The last leg of the visit took the class on a walk throughout the center of Durham, where the city’s past, present, and future often appear on the same block. Trendy new restaurants bring money and jobs into Durham but have also accelerated gentrification. They sit near the site of the 1957 Royal Ice Cream sit-in, one of the first organized nonviolent protests against segregation. Even as chain pharmacies have taken over the country, Gurley’s and a few other family-owned pharmacies still play a vital role in compounding and delivering medications to families living nearby.

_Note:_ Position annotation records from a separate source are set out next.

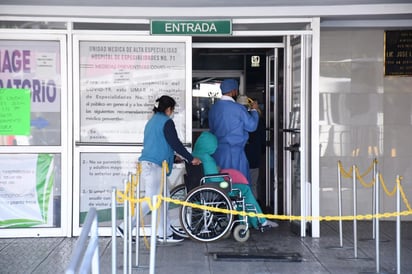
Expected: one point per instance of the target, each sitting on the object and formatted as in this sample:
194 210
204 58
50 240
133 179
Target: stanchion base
339 247
166 243
140 267
358 258
373 272
371 239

Attendee Monica Alvarez said the trip, and the Cultural Determinants of Health Class, helped put a human face on the patients she hopes to treat since coming to Durham six years ago. “This event in combination with the rest of the course are a constant reminder that as doctors we are called to help and treat people,” Alvarez said. “These people come from very diverse backgrounds and all have unique stories to tell, and we should not lose sight of that important detail.”

Shauntell Luke, who has been living in Durham for the past two years, said the visit “opened my eyes to the fact that history plays a bigger role in healthcare than I thought. As I practice medicine it will be important for me to learn about the history of the community. I know now how much it can impact my patients and their healthcare and it is my duty to address all aspects of my patients’ care.”

Heritage tour Durham
Walking through downtown Durham, Duke medical students passed trendy new restaurants, empty railroad tracks, family-owned businesses, and new luxury condominiums.

For Evan Murray, who grew up in Durham before entering the Duke School of Medicine this fall, the trip was a reminder of the rapid change Durham is experiencing. “Every time I go downtown, I’m surprised by all the change that has occurred over the past several years,” he said. “There seem to be new buildings on every street corner, and the landscape has changed dramatically since my childhood here.”